If the GDP forecast is accurate, growth in the second three months of 2012 would be the slowest since the first quarter of 2009, when the global economy was in the grip of the worst financial crisis since the Great Depression.

The forecast is in line with the government’s official 2012 growth target of 7.5 percent which was set in March.

But a fall below 8 percent would worry many investors who regard that rate of growth as the minimum needed to ensure sufficient job creation for China’s hundreds of millions of mainly poorly paid rural migrant workers.

The consensus estimate in the latest benchmark Reuters poll shows that private sector economists expect China’s growth to ease to 7.9 percent in Q2 from an 8.1 percent annual rate in Q1. They forecast full year growth of 8.2 percent.

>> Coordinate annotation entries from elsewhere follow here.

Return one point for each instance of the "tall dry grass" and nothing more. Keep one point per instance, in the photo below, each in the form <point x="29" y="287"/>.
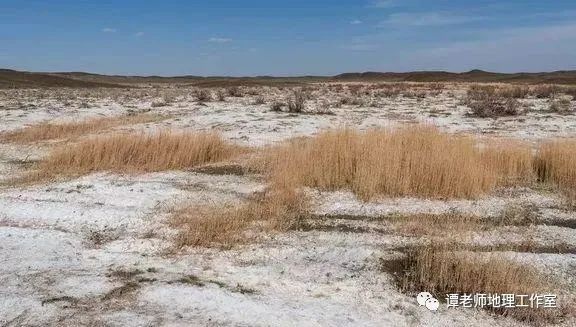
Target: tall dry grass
<point x="440" y="270"/>
<point x="52" y="131"/>
<point x="275" y="209"/>
<point x="415" y="161"/>
<point x="511" y="160"/>
<point x="139" y="152"/>
<point x="556" y="163"/>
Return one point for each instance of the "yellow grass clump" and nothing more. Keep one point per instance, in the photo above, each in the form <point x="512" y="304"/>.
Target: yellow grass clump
<point x="275" y="209"/>
<point x="511" y="160"/>
<point x="52" y="131"/>
<point x="556" y="163"/>
<point x="441" y="271"/>
<point x="139" y="152"/>
<point x="416" y="161"/>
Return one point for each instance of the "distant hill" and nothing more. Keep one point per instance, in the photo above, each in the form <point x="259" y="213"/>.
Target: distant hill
<point x="558" y="77"/>
<point x="17" y="79"/>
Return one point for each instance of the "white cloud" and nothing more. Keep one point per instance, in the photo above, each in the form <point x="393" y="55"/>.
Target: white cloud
<point x="219" y="40"/>
<point x="384" y="4"/>
<point x="427" y="19"/>
<point x="544" y="48"/>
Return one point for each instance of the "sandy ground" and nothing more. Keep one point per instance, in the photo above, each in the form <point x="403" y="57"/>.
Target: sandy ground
<point x="95" y="250"/>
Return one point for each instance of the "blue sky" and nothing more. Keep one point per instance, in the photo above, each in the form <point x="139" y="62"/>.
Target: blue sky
<point x="297" y="37"/>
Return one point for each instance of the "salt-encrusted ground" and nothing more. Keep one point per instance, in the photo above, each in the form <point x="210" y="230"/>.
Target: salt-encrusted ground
<point x="94" y="250"/>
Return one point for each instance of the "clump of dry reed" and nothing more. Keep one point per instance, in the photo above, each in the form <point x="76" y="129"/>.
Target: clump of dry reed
<point x="139" y="152"/>
<point x="51" y="131"/>
<point x="440" y="270"/>
<point x="555" y="163"/>
<point x="417" y="161"/>
<point x="275" y="209"/>
<point x="511" y="160"/>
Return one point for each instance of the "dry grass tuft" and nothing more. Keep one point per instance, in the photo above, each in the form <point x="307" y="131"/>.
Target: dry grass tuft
<point x="512" y="160"/>
<point x="417" y="161"/>
<point x="489" y="102"/>
<point x="275" y="209"/>
<point x="139" y="152"/>
<point x="441" y="271"/>
<point x="451" y="224"/>
<point x="554" y="163"/>
<point x="49" y="131"/>
<point x="561" y="104"/>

“The current economic slowdown is mainly a result of property tightening measures and weakening global demand, which are the pains China has to face in the process of adjusting its economic structure,” the State Information Centre said in a report published in the official China Securities Journal.

The think-tank also said it expected inflation in the second quarter to ease to 3.3 percent, with factory gate inflation forecast to drop 0.6 percent during the same period.

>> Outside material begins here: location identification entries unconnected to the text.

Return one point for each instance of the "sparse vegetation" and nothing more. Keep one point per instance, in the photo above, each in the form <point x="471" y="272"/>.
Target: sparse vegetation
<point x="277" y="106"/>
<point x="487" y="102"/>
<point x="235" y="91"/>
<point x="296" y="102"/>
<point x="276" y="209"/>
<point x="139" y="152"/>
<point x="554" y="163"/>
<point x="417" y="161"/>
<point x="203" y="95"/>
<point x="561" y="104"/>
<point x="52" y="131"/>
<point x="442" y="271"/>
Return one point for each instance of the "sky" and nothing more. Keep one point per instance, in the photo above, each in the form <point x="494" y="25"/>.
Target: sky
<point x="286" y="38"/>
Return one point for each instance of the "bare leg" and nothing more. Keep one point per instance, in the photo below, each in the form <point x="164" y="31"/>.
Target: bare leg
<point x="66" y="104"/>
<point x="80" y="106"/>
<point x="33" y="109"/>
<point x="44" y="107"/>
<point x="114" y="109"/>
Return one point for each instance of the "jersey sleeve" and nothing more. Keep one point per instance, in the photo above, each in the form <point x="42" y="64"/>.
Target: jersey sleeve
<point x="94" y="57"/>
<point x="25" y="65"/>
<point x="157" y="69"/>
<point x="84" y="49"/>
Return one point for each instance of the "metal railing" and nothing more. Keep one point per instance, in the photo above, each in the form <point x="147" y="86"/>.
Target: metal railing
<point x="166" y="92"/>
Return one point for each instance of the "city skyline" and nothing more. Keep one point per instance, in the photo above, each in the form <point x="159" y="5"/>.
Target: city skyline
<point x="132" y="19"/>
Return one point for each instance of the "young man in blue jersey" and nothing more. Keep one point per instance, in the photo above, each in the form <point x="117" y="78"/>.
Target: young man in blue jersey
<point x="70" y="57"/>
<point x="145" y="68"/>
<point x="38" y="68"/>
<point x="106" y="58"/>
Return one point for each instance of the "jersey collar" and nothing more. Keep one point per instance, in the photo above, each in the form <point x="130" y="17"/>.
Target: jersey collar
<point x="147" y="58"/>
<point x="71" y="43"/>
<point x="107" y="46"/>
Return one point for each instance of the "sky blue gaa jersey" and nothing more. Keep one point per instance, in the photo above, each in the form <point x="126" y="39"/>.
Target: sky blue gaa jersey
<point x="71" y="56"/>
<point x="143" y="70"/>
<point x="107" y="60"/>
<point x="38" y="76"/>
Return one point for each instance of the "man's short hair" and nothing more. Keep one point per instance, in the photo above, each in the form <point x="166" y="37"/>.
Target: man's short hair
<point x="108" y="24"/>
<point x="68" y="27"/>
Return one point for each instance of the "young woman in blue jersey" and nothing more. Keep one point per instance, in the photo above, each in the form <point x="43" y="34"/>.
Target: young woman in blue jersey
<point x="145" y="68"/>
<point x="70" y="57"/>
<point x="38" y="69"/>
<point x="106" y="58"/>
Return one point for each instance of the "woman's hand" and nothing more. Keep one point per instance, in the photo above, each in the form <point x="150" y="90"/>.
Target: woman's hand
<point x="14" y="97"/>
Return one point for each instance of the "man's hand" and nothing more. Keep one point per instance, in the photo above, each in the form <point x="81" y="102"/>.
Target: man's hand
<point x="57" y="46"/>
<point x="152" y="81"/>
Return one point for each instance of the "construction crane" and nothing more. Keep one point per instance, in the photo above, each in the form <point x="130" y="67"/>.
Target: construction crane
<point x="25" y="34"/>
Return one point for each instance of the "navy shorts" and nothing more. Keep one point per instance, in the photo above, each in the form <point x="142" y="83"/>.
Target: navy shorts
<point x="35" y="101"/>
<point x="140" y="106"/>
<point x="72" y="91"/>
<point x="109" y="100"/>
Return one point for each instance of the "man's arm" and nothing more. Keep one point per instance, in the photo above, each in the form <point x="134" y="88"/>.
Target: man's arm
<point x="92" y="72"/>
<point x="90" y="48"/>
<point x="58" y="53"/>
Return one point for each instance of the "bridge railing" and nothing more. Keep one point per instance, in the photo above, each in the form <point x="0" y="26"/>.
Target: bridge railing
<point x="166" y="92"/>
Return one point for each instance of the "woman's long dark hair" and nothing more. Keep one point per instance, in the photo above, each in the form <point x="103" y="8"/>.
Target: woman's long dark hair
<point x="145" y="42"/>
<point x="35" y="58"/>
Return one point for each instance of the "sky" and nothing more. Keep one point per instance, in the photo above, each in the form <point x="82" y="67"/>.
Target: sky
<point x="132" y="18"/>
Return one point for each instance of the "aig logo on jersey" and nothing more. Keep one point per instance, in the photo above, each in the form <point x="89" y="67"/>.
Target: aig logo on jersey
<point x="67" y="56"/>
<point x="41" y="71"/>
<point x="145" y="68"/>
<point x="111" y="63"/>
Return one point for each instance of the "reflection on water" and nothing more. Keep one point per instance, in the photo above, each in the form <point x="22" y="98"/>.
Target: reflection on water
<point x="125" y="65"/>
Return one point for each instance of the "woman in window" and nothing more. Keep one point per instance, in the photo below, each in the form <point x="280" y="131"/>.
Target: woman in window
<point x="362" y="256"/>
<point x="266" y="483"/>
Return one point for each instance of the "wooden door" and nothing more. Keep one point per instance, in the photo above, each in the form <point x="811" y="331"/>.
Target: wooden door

China’s annual consumer inflation moderated in April to 3.4 percent despite strong food price rises, potentially giving Beijing more scope to loosen economic policy to stop a slide in growth extending into a sixth consecutive quarter.

China has earmarked 26.5 billion yuan ($4.2 billion) in subsidies for energy-saving home appliances as part of steps to boost domestic consumption, the cabinet said on Wednesday.